An analysis of 34 apps on the Android operating system — apps with user bases ranging from 10 million to 500 million — found that 23 of those applications sent data to Facebook the moment a user opened them, even if the user didn’t have Facebook on the phone. The apps include Duolingo, Indeed and (until the publication of the report) Skyscanner.
Credit card companies have been offering generous reward packages for users of their flagship cards, about $22.6 billion in 2016 up from $10.6 billion in 2010. Don’t get me wrong, the House comes out in the black on this one: Americans owe a trillion dollars in credit card debt, or roughly 9.4 billion “Ninja Fortnite Kills” worth of dollars. Credit card companies are feeling the squeeze though: Amex spent $9.2 billion on rewards, but even that’s beaten out by top spender Chase, where rewards spending grew 123 percent since 2010. Banks get about 14 percent of their revenue from credit cards.
Every year, visitors to Yosemite generate 2,200 tons of garbage. There were an average of 118,889 December visitors to the national park from 2001 to 2016, and January sees an average of 108,026 visitors. Now, due to a government shutdown, nobody is being paid to remove that garbage nor is anyone maintaining the bathrooms. Given those rates of waste generation and park visitation, that means an estimated 26.9 tons of garbage is accumulating in Yosemite 12 days into the shutdown.

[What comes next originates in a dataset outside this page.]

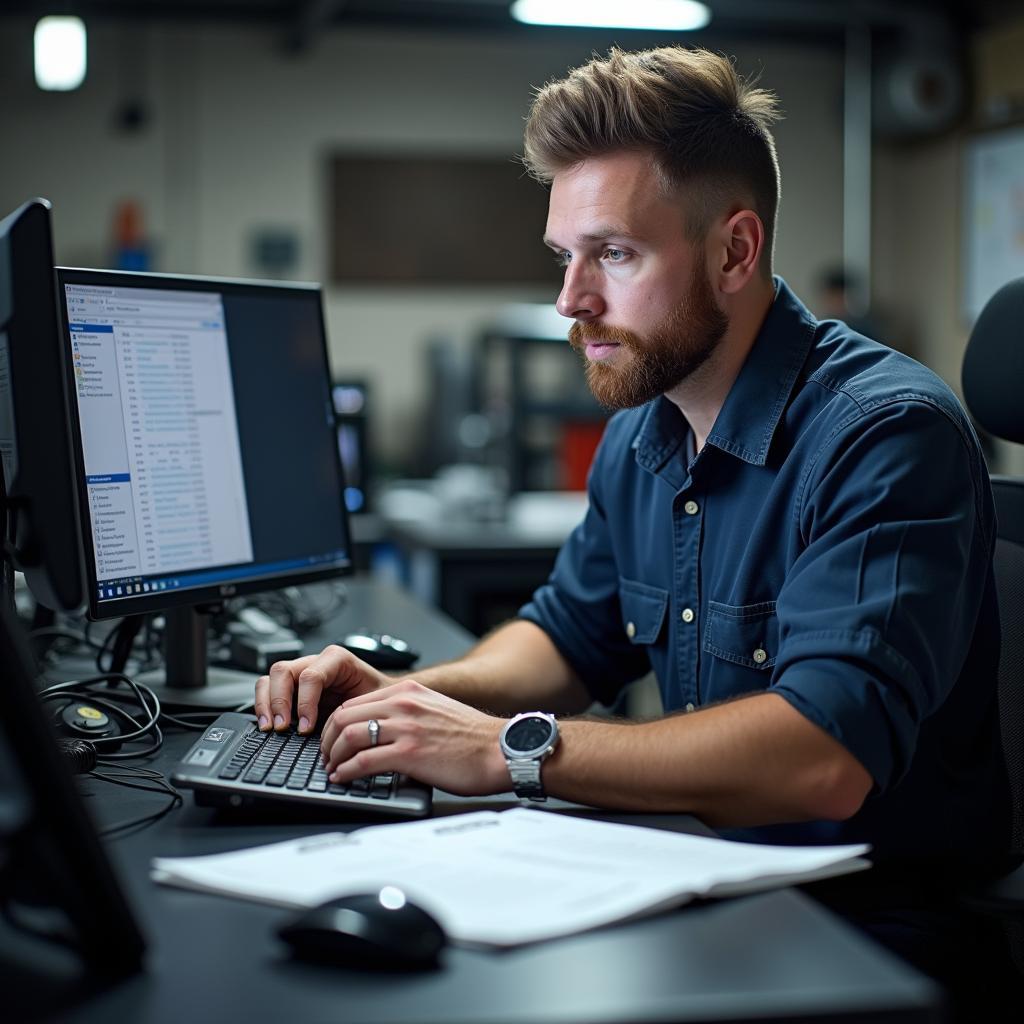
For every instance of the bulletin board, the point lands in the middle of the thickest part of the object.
(993, 215)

Interested in award season coverage? Check out the Numlock Award Supplement, where each weekend I take a mathy look at predicting the Academy Award race along with Michael Domanico of the podcast Not Her Again. So far I’ve written about the seismic shift in Academy voter base and the predictive power of critics awards. Check it out!
For-Profit College Debt
Career Education Corporation is the nondescript firm behind two for-profit colleges, Colorado Technical University and American InterContinental University, where 90 percent of students are enrolled online. They once operated several other chains including Sanford-Brown College and Le Cordon Bleu, but after years of enrollment declines the company closed or sold most of its schools. Thursday, the firm agreed to a settlement with 48 states and the District of Columbia to erase $493 million in debt owed by 179,000 borrowers to resolve allegations that it lied about job placement statistics and lied to students to get them to enroll.

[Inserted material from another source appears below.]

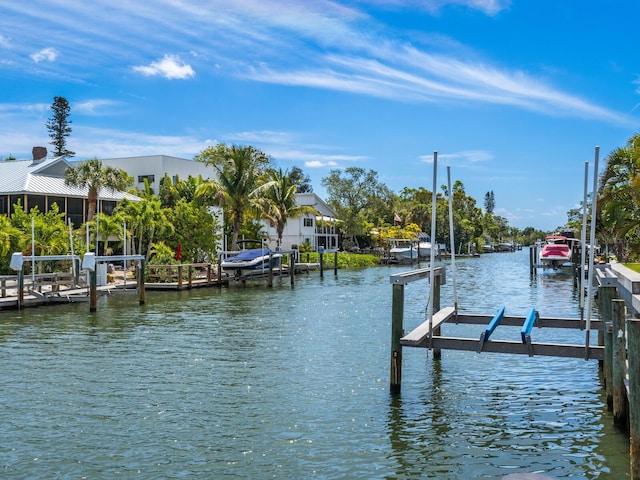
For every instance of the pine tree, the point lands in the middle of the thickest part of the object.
(59, 126)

Double Irish, Dutch Sandwich
Google thought that the 19.9 billion euros (billion with an “b”) that it had would be much better off in Bermuda than they were in the European Union, and squirreled them off of the continent through a Dutch shell company in 2017. That figure is 4 billion euros (billion with an “b”) more than they offshored in 2016. As a result of such innovative accounting, they manage to pay about a quarter of the average tax rate in overseas markets. Sending the dough on a lovely tour through Ireland and Dutch firms to a relaxing home in Bermuda allows it to avoid paying U.S. income taxes and European withholding taxes. Google paid the Netherlands 3.4 million euros (million with an “m”) in taxes in 2017 on a gross profit of 13.6 million euros (million with an “m”). There will almost certainly be no negative consequences for this somehow perfectly legal action.

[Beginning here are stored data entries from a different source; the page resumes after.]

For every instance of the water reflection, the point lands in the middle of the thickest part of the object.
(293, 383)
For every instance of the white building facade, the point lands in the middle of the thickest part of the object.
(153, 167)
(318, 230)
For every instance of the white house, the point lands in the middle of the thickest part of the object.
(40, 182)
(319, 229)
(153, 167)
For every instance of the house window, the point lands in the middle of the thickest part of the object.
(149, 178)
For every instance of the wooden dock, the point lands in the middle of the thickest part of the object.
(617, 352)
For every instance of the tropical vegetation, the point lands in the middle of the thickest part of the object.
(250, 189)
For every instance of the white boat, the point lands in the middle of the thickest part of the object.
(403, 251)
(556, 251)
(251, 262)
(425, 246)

So We’re Getting More Pokemon Right?
Niantic, the company that makes the augmented reality mobile hit Pokemon Go, has raised $190,552,365 in a new round of capital investment that would value the company at $3.9 billion. The game was released to great effect in 2016, when it was estimated to have booked $2.01 billion in revenue, but while the initial outpouring of play at the prospect of becoming an actual Pokemon trainer has cooled, the game’s still making a fortune. Analysts estimate it made $795 million globally in 2018, which is up 35 percent from 2017, with players spending roughly $2 million per day, or 18,992 “Ninja Fortnite Kills.”